TRANSLATIONS at HSU: For an American Audience

“It is about language and culture,” said Bernadette Cheyne, Professor in the HSU Department of Theatre, Film and Dance, and this production’s director. “It’s about how language defines and signifies culture and cultural identity, when a language becomes threatened, or as in this play, when one language is being replaced by another.”

“I particularly like this play because [playwright] Brian Friel isn’t on a soap box making a statement. He creates a context that raises a lot of questions, and asks you as an audience member to consider all the issues, and what they might mean.”

For Cheyne, directing Translations has been a long quest. “I have wanted to do this play for almost ten years.” In 2001, she traveled in Ireland collecting dialects, including those in the region where Translations takes place. Dialects are one of her specialties as an acting teacher, and audiences will be treated to the lilting sounds of authentic Irish accents in this production.

Though the play is most directly about the relationship of Ireland and England, the impact of its events are felt in today’s America. The younger generation in this play represents the ancestors of many Americans of Irish heritage, including those in Humboldt County. (In the county’s white population, Irish ancestry is the second largest, comprising between 12% and 15% of the total county population and in the Eureka-Arcata area.)
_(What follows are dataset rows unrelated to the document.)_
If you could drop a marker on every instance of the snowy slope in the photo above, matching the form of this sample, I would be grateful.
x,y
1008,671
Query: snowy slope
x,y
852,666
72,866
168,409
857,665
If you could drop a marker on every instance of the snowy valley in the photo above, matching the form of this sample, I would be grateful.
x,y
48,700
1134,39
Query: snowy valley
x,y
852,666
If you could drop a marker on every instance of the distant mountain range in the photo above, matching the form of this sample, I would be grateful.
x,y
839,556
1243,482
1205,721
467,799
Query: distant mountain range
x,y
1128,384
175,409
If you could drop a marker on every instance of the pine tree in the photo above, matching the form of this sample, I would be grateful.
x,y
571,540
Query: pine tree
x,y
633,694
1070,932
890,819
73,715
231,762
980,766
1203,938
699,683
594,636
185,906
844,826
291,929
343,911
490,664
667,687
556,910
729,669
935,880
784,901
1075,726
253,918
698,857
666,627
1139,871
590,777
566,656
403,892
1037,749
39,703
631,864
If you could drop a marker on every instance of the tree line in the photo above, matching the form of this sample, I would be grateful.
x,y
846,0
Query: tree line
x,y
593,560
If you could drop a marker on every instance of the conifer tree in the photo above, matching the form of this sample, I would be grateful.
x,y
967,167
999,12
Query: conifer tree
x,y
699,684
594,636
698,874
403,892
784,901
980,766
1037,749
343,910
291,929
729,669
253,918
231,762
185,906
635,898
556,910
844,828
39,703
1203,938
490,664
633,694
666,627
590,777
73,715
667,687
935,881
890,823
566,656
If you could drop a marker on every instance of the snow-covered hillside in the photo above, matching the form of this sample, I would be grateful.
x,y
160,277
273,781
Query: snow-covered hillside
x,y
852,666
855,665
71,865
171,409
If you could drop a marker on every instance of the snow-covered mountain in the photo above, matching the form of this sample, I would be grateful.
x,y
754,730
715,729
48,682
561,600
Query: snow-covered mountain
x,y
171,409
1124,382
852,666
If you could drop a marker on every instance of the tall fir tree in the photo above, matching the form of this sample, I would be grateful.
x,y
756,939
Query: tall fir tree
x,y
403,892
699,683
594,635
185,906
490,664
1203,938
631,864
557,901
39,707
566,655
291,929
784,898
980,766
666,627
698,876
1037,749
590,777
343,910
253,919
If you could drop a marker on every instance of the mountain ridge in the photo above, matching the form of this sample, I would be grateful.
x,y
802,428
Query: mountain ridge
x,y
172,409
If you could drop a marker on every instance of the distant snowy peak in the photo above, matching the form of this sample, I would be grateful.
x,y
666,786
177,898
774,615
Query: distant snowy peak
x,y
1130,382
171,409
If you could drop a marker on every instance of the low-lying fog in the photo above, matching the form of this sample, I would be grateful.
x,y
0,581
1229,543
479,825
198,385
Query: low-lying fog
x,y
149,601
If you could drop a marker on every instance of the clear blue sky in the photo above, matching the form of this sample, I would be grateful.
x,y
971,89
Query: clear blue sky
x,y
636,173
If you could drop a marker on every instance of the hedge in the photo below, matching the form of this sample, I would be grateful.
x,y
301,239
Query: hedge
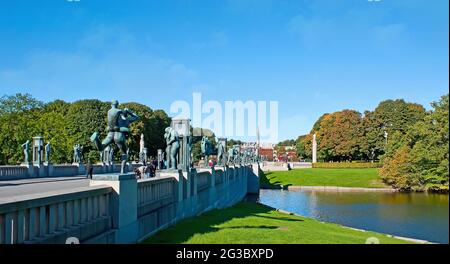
x,y
346,165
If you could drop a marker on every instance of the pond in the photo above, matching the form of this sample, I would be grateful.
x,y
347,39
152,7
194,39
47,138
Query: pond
x,y
414,215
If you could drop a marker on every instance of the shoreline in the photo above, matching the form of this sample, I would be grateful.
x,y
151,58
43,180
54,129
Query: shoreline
x,y
414,240
326,188
337,189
“There have been a number of political Irish plays done here since I’ve been here,” Cheyne said, “and they’ve been well attended and received. There seems to be a large audience out there with Ireland somewhere in their background. There’s a thirst for making the kinds of connections that audiences can make with the Irish plays.”

But all audience members can find resonances as well as entertainment in this tale of a variety of rich characters in an isolated village facing the unknown impositions of a larger world, forced to cooperate in the replacement of their language with another.

“Part of what we are doing with Translations, “director Cheyne said, “is translating it for an American audience.” Among those efforts are special lighting effects to provide a sense of the Irish landscape beyond the hedge school location. “We want to include some subtle references to the outside world, that perhaps audiences in Ireland or England didn’t need.”